From a more practical viewpoint, though, I think Ham is probably right.  Nothing floated so far says that a person who chooses to use their real name can’t put together another, fantasy-based avatar under a Linden name as well.  And frankly, there are some who might use this opportunity to create real-world pseudonyms for various (some possibly non-legitimate) reasons….  Remember the supposedly founding premise behind the Metaverse, as in Stephenson’s Snow Crash:  as a place where people could meet face to face from across the world and transact whatever business they had to do, be it entertainment or legit.  Remember Hiro having a business meeting with Uncle Enzo and the last fellow (can’t remember his name now) toward the end of the book, and they’re using their real names, not “avatar names.”
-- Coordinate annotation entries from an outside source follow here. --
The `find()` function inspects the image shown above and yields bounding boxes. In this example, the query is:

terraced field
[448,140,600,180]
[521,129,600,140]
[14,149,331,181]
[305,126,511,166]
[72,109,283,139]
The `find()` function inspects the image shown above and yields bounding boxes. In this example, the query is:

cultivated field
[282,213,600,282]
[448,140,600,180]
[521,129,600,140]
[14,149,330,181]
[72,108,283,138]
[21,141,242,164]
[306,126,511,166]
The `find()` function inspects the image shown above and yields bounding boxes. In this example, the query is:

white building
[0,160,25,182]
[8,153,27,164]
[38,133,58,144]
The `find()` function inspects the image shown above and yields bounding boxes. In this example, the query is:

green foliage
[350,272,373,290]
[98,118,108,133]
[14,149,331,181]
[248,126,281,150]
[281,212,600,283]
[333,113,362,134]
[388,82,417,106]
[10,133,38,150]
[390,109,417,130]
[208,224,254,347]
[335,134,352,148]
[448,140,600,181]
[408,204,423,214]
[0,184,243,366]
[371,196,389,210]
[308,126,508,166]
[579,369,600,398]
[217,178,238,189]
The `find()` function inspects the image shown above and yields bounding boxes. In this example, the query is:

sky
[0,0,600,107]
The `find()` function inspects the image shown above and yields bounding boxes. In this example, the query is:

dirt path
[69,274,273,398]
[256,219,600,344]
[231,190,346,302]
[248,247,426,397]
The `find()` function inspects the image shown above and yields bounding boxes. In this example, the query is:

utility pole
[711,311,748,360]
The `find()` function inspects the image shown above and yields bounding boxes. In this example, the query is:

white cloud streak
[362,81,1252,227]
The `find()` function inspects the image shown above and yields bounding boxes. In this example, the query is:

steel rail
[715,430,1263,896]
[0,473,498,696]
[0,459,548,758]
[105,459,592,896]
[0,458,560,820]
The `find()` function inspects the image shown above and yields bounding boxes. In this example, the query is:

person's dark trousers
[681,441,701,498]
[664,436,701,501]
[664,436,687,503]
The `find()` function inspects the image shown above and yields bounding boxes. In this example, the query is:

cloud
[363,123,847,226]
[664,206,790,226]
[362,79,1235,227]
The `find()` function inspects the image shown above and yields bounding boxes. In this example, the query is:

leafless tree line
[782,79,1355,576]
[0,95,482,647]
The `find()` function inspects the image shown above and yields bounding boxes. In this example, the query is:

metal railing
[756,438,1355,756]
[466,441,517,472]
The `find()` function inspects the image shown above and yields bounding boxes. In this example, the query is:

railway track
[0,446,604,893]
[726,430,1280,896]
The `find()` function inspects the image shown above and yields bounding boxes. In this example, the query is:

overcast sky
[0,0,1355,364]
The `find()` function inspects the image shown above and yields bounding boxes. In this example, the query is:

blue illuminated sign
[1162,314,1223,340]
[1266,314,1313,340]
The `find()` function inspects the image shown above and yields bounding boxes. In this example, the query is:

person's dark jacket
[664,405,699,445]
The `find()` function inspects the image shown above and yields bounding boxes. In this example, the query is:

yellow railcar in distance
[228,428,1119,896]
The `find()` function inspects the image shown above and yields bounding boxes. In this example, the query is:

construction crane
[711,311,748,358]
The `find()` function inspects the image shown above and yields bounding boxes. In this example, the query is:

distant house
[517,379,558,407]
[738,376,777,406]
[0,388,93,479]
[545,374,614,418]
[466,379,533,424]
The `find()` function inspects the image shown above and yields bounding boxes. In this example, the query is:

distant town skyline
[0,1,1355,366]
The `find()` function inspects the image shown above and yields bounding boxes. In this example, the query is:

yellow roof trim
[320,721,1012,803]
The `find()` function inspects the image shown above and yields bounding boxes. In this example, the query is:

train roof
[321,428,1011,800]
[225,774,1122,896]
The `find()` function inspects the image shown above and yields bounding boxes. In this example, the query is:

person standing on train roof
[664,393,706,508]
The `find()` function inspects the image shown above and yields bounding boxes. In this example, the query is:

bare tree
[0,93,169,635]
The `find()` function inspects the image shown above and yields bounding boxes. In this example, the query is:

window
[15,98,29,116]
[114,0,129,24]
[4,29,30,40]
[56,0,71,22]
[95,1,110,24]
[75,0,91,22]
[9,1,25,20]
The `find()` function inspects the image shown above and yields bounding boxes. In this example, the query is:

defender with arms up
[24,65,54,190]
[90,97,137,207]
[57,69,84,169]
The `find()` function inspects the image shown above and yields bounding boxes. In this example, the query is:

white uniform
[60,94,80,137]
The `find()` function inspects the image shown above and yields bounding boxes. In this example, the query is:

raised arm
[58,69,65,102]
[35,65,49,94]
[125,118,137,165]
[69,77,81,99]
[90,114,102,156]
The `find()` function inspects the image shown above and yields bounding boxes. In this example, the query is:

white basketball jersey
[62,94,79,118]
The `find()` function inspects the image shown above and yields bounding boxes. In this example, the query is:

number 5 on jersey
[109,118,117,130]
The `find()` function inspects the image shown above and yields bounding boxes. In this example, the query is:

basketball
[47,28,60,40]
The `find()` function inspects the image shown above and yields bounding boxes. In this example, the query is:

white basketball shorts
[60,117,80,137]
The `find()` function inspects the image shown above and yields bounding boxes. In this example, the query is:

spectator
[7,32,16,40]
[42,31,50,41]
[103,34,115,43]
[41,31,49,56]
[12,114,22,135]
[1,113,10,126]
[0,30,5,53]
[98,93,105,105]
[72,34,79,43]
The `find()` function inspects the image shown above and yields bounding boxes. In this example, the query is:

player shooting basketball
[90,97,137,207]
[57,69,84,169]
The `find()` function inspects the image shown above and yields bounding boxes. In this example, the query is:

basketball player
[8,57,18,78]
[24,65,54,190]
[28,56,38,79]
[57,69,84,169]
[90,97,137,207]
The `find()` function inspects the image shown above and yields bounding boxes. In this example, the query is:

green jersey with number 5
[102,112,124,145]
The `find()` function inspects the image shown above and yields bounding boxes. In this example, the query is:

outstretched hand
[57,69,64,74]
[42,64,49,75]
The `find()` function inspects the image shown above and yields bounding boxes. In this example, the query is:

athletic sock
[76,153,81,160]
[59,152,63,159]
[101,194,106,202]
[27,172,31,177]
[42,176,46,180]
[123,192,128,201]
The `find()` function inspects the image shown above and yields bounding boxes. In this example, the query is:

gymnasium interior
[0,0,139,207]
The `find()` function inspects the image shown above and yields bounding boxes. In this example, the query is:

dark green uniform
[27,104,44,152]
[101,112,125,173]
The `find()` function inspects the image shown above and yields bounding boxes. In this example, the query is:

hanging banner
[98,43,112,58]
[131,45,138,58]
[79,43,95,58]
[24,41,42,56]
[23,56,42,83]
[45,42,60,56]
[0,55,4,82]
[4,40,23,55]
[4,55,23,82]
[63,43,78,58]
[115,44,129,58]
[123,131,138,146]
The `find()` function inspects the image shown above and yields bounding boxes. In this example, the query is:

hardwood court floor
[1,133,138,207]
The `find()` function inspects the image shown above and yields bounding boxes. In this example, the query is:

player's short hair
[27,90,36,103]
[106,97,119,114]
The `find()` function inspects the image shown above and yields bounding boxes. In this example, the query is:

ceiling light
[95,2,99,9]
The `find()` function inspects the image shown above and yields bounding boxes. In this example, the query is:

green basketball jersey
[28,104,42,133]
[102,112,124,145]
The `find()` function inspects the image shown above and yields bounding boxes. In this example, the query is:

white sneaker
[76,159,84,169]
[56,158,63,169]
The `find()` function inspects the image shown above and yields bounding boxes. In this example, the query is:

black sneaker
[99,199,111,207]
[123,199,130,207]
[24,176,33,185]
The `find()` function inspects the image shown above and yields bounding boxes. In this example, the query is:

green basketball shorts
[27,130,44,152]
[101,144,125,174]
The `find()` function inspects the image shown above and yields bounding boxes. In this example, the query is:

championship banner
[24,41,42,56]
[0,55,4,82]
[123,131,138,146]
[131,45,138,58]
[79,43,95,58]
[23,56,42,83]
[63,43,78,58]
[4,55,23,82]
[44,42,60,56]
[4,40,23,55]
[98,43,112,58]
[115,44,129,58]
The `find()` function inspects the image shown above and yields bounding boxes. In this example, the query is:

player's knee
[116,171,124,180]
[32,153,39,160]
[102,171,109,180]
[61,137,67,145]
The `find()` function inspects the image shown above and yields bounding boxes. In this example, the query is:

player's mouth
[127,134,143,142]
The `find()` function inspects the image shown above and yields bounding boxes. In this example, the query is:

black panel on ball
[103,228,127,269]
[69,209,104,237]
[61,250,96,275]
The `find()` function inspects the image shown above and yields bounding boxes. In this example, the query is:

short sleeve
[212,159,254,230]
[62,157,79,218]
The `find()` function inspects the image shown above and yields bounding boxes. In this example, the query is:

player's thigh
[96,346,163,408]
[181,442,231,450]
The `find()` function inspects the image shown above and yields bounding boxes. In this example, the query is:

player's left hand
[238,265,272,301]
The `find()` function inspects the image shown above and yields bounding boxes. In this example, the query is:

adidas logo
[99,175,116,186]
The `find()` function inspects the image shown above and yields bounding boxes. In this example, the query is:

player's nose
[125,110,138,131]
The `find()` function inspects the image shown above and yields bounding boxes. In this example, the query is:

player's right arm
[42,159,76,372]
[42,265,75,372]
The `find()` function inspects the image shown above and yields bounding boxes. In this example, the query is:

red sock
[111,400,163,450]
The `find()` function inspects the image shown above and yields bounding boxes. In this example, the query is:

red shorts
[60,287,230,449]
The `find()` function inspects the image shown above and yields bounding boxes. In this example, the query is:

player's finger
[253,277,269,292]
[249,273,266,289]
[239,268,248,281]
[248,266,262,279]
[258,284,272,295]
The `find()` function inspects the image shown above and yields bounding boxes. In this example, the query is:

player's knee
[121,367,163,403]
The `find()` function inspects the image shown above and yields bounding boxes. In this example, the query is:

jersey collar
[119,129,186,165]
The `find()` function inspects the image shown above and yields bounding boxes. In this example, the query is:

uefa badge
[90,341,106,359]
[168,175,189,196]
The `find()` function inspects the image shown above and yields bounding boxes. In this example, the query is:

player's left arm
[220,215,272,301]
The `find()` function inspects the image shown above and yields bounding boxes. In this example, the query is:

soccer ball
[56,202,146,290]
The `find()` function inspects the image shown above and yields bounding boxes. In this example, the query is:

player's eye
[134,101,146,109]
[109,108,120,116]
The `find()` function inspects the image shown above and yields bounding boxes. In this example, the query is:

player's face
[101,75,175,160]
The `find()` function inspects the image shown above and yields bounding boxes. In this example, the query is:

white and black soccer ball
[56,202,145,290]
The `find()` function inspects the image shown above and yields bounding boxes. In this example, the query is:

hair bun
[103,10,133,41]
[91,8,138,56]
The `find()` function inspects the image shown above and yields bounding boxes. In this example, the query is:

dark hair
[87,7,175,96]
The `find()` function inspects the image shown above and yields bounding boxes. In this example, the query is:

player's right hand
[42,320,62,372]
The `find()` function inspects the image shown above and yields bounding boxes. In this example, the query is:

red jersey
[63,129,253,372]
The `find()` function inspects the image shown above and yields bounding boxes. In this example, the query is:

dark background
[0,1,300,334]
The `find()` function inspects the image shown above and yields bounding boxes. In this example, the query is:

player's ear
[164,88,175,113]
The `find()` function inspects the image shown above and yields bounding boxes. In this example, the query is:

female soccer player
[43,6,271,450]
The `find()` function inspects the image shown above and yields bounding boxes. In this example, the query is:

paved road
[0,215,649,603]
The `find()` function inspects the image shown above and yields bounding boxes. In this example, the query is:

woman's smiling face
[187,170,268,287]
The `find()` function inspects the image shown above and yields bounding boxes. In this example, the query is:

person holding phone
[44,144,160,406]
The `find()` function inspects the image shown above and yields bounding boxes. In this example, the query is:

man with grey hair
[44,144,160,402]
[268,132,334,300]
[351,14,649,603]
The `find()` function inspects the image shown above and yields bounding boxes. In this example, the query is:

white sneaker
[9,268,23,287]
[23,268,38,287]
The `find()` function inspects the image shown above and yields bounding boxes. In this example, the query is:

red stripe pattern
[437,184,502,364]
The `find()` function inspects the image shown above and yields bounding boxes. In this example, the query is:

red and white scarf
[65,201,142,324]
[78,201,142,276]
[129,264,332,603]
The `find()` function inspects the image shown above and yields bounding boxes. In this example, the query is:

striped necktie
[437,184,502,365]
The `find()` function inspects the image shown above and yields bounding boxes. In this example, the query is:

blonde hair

Consider the gray-flannel mentality of conservative, normal businessmen, which still exists today.  Some business meetings are done now in SL, of course; think how much more businesses might embrace it if they did not have to use some funky stage name.  And, no matter how much we rail at the thought of another bastion of individuality getting corrupted by business, future growth of the metaverse concept will be dependent on its adoption and use by business on a large scale.   Business is what finances and drives the Internet now; it’s no longer the home of strictly intellectual or technical types, no longer the domain solely of “fanboy” celebrity appreciation pages, and that halcyon time of yore when it was will never return.

But the Internet has grown richer for it as well, at least in some ways, for it has also engendered the rise of the Blogosphere (with all its good as well as bad points) and other pathways for individual self-expression.  That richness will spread into the Metaverse as well, no matter what part of the Metaverse ends up as the dominant part of it.  (There are so many different metaverses now, including Open Sim, that I wouldn’t dare predict which will become the dominant paradigm, if any.)  So, as long as the ability to use a “mask” never departs from our choices here, I don’t think the Imminent Downfall of Second Life would be at hand if we are suddenly allowed to choose our real identities when we’re constructing an avatar.

After all, we already have that choice when creating our avatar, as well as when we are living in it; just not the same flexibility in choice of name….


[1] I’m not too sure about Ham’s belief that the greater market wants to use their legit name; I think the greater market wants an experience that is easier to use and navigate.  No matter what is done, Second Life’s learning curve will be initially steep, and I don’t think that will change.  But that’s not the point to this article, so let’s keep on track.

What Truly Lies Behind the Avatar’s Face?

Nav writes in Scrawled in Wax about a question that frequently exercises sociologists and psychologists studying us in Second Life, and has probably puzzled a number of plain Residents, too. With the ability to become anyone and anything you can imagine when you live on the Grid, just what is it that motivates a person to design an avatar as they do? Not only do most people on the Grid exhibit a mind-blowing (and truly unreal) sexual gorgeousness, but you can also be a girl when you’re a boy, a boy when you’re a girl (apparently less often), a vampire, a half-cat, foxes and dogs and trolls and hobbits and elves and dragons and…. Well, you obviously know what I mean.

Nav’s main point: it’s entirely likely that there’s something more than simple roleplay in many cases. There must be a reason why a person chooses to cover themselves in scales, or festoon their electronic bodies with pendulous (ahem) equipment, or whatever. On the surface, the argument seems rather Freudian; but that doesn’t disqualify it from being valid and worthy of consideration.